Can I use DeepSeek inside Hermes Agent?

Creators confirm this directly. Matthew Berman notes that Hermes lists Deepseek as a supported inference provider out of the box, and Jack Roberts demonstrates assigning DeepSeek to specific task types via OpenRouter at what he describes as Level 3 of Hermes usage. In more advanced setups, David Ondrej and Jack Roberts show DeepSeek V4 Pro running as one of several parallel reference models inside Hermes' Mixture of Agents or Ministry of Experts configurations.

Which is cheaper to run, DeepSeek or Hermes Agent?

Creators note that DeepSeek is one of the cheapest inference options available — one source places its cost at approximately $1.30 per token batch compared to roughly $45 for flagship models. Hermes Agent itself is described by multiple creators as free and open-source, with running costs determined entirely by whichever inference provider powers it. Creators suggest that using DeepSeek as the inference engine inside Hermes for appropriate tasks is one of the most cost-effective configurations available.

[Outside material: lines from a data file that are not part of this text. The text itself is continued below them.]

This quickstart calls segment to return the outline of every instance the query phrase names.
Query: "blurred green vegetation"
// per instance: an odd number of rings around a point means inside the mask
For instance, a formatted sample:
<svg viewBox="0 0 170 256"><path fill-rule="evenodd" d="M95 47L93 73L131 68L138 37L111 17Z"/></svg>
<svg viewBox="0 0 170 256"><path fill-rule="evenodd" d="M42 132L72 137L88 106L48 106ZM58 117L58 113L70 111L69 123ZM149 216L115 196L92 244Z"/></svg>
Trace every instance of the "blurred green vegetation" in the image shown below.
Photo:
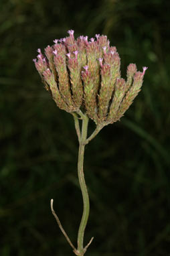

Does Hermes Agent work without DeepSeek?

Creators are clear that Hermes Agent is model-agnostic and does not depend on DeepSeek. Jack Roberts describes Hermes as the "car" and AI models as swappable "engines," with supported providers including OpenAI, Anthropic, Gemini, Mistral, NVIDIA NIM, Nous Research, and local models via Ollama. DeepSeek is one cost-efficient option among many, and several creators demonstrate Hermes performing complex agentic tasks using Claude, Grok, or GLM as the underlying model instead.

Is Hermes Agent suitable for production, or just personal use?

Creator opinion is divided on this point. Cole Medin argues explicitly that Hermes — alongside other markdown-based personal agents — cannot scale to production due to governance, cost, and retrieval limitations, and recommends database-backed architectures for production deployments. However, the majority of creators in the corpus present Hermes as increasingly production-adjacent, pointing to VPS deployment, Stripe payment integration, NVIDIA NeMo security wrapping, and Ministry of Agents orchestration as evidence of its growing enterprise suitability. DeepSeek is not discussed in the context of this debate.